The nurse is developing a plan of care for a client diagnosed with aseptic meningitis secondary to a brain tumor. Which nursing goal would be most appropriate for the client problem 'altered cerebral tissue perfusion'?
- A. The client will be able to complete activities of daily living.
- B. The client will be protected from injury if seizure activity occurs.
- C. The client will be afebrile for 48 hours prior to discharge.
- D. The client will have elastic tissue turgor with ready recoil.
Correct Answer: B
Rationale: Altered cerebral perfusion in meningitis may lead to seizures. Protecting from injury during seizures (B) addresses this risk. ADLs (A), fever (C), and tissue turgor (D) are unrelated to perfusion.
The nurse is planning the care for a client diagnosed with Parkinson’s disease. Which would be a therapeutic goal of treatment for the disease process?
- A. The client will experience periods of akinesia throughout the day.
- B. The client will take the prescribed medications correctly.
- C. The client will be able to enjoy a family outing with the spouse.
- D. The client will be able to carry out activities of daily living.
Correct Answer: D
Rationale: A therapeutic goal for Parkinson’s disease is to maximize functional ability, such as carrying out ADLs (D). Akinesia (A) is a symptom to minimize, medication adherence (B) is a means to the goal, and family outings (C) are less specific.
The client is diagnosed with ALS. Which client problem would be most appropriate for this client?
- A. Disuse syndrome.
- B. Altered body image.
- C. Fluid and electrolyte imbalance.
- D. Alteration in pain.
Correct Answer: A
Rationale: ALS causes progressive muscle weakness, leading to disuse syndrome (A) from immobility. Body image (B) is secondary, fluid/electrolyte issues (C) are not primary, and pain (D) is less common.

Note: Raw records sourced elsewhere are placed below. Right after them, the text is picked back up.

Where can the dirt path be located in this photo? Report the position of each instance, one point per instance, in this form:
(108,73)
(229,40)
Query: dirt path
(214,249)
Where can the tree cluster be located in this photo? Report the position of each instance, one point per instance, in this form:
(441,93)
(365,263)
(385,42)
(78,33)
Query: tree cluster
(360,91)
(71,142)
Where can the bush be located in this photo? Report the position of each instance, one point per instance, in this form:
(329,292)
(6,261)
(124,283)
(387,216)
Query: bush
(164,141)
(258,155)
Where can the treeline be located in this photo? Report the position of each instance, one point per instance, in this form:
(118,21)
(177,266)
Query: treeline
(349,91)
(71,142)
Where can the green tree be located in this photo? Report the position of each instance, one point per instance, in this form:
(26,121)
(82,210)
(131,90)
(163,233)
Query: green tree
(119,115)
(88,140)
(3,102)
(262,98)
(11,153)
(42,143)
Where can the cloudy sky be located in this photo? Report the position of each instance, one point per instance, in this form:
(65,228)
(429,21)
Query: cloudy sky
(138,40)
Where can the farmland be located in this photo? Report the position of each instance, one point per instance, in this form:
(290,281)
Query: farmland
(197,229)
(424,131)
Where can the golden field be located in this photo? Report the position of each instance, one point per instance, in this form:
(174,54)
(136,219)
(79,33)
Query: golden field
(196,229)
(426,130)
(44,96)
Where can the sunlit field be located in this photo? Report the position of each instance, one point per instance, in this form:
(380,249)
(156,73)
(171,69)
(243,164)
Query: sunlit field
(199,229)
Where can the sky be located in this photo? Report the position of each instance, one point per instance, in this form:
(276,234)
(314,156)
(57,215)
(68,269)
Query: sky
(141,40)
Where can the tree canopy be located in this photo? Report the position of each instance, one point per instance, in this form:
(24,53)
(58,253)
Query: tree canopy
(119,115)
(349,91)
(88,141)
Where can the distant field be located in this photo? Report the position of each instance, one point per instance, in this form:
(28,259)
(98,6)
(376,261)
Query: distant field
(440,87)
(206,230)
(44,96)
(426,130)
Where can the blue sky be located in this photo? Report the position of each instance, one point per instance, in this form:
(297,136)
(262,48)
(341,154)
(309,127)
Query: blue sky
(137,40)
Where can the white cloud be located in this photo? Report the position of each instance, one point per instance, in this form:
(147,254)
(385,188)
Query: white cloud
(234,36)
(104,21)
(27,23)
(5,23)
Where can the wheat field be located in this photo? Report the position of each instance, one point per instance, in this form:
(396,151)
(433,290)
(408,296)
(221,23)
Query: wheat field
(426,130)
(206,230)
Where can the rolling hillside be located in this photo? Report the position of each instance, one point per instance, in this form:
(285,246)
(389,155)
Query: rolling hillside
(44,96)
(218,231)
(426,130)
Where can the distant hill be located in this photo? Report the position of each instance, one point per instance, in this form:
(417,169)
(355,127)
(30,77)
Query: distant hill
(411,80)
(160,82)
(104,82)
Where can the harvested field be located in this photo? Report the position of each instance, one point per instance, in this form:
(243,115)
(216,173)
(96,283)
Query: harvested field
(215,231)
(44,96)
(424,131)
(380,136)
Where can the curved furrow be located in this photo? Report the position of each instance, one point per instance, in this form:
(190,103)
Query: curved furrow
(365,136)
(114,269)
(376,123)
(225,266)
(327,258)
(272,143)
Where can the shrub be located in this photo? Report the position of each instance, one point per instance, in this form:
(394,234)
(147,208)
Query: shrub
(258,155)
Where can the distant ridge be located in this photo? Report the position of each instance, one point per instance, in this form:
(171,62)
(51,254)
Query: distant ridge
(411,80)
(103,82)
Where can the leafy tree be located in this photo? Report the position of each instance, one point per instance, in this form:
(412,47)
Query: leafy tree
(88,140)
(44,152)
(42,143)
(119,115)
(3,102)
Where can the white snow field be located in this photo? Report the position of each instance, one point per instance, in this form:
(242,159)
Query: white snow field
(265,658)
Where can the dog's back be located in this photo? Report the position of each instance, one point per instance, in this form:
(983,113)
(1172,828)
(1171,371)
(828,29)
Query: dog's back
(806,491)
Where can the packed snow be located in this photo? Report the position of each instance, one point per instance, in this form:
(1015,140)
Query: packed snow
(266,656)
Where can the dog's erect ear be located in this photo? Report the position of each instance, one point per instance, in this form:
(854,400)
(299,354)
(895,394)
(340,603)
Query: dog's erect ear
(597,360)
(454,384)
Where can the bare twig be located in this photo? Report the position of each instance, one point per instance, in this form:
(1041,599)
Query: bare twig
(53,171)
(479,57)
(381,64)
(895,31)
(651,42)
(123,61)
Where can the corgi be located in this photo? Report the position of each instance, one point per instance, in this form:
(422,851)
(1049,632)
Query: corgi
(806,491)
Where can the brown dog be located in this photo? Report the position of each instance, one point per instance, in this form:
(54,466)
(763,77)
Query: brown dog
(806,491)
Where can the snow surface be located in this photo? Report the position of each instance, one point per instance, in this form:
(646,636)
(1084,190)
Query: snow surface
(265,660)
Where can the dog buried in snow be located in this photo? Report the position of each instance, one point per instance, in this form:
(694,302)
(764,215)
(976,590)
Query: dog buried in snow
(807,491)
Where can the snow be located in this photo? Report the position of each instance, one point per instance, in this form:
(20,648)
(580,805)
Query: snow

The nurse is caring for clients on the rehabilitation unit. Which clients should the nurse assess first after receiving the change-of-shift report?
- A. The client with a C6 SCI who is complaining of dyspnea and has crackles in the lungs.
- B. The client with an L4 SCI who is crying and very upset about being discharged home.
- C. The client with an L2 SCI who is complaining of a headache and feeling very hot.
- D. The client with a T4 SCI who is unable to move the lower extremities.
Correct Answer: A
Rationale: Dyspnea and crackles in a C6 SCI patient (A) suggest respiratory compromise, a life-threatening condition requiring immediate assessment. Emotional distress (B), headache (C), or expected paralysis (D) are less urgent.